2) Charge. Deprotonation of acetic acid creates an overall negative charge.  Deprotonation of glycine, however, takes a molecule with a net positive charge (NH3-CH2-COOH) to a molecule with an overall neutral charge.  Thus we expect the glycine with a deprotonated carboxyl to be more stable than the deprotonated acetic acid. 

3) Atomic radius, electronegativity.  The atomic radius and electronegativity of the ionizable group influences its stability (in general, negative charges and lone pairs are more stable on atoms that have a larger radius.  If the radii are similar, then atoms with a higher electronegativity are more stable).  In both cases, the ionizable atom is an oxygen, so there is no difference in this category between acetic acid and glycine.

4) Inductive effect.  The NH3⁺ in glycine is slightly electron withdrawing than the CH3 group in acetic acid (because nitrogen is more electronegative than carbon).  Thus, the amino group draws electron density away from the negatively-charged carboxyl in its deprotonated form, stabilizing the conjugate base.

Thus, because of the effects of the amino group on the overall charge of the molecule and its contribution through the inductive effect, we'd expect the conjugate base of glycine to be more stable than the conjugate base of acetic acid.  Because the conjugate base is more stable (i.e. easier to form), we'd expect the carboxyl group of glycine to exhibit a lower pKa than acetic acid.

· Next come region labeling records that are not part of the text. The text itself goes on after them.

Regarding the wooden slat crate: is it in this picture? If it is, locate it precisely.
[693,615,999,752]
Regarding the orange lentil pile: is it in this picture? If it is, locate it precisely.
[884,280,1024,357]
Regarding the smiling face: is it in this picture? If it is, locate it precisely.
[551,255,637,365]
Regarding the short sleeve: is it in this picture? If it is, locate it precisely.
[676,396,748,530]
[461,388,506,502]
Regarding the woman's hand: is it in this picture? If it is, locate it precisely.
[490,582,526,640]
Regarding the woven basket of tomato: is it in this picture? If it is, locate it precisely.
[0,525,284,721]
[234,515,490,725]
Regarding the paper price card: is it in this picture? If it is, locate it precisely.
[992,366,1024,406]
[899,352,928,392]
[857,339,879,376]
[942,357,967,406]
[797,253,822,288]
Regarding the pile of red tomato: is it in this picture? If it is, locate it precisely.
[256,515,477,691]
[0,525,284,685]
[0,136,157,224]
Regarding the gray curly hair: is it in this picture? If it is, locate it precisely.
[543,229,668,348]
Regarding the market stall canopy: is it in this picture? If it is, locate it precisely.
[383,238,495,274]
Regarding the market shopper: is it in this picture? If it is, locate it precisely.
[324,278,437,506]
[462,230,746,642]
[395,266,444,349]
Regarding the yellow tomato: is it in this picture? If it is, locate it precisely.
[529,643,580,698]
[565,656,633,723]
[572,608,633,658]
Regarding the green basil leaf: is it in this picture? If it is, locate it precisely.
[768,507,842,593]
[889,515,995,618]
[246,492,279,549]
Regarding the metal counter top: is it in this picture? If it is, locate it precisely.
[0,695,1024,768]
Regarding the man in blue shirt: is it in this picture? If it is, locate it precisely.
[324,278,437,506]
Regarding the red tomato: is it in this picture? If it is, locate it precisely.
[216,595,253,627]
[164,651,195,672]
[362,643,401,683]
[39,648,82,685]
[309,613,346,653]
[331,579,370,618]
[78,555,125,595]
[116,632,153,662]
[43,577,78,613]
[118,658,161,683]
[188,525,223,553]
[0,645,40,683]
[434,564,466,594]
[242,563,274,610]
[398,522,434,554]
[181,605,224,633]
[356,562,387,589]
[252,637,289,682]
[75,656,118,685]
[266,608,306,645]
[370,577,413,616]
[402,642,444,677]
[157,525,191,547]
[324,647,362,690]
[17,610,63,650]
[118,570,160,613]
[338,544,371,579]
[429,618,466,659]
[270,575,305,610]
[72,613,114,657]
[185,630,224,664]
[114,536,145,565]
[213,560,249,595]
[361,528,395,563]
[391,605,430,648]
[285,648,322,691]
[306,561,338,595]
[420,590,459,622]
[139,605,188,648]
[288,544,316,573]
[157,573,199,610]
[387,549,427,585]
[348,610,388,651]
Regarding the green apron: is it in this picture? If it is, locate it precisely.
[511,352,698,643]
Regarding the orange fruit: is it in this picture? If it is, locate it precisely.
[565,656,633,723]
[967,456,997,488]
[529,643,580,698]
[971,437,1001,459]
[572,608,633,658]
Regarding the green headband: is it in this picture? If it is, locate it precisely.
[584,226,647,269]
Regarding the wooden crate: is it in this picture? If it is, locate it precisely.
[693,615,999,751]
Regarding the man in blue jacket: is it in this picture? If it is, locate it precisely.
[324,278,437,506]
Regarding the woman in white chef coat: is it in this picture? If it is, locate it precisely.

Here's a nice tutorial that explains this line of reasoning for looking at the relative basicity of various groups: http://www.chem.ucla.edu/harding/tutorials/acids_and_bases/mol_str.pdf

[Babcock_Hall]

It might be useful to compare the pK_a values of glycine with those of the dipeptide, glycylglycine (Gly-Gly), which are 3.06 and 8.13.  The carboxylic acid is a weaker acid in the dipeptide.  Thinking about electrostatics might help.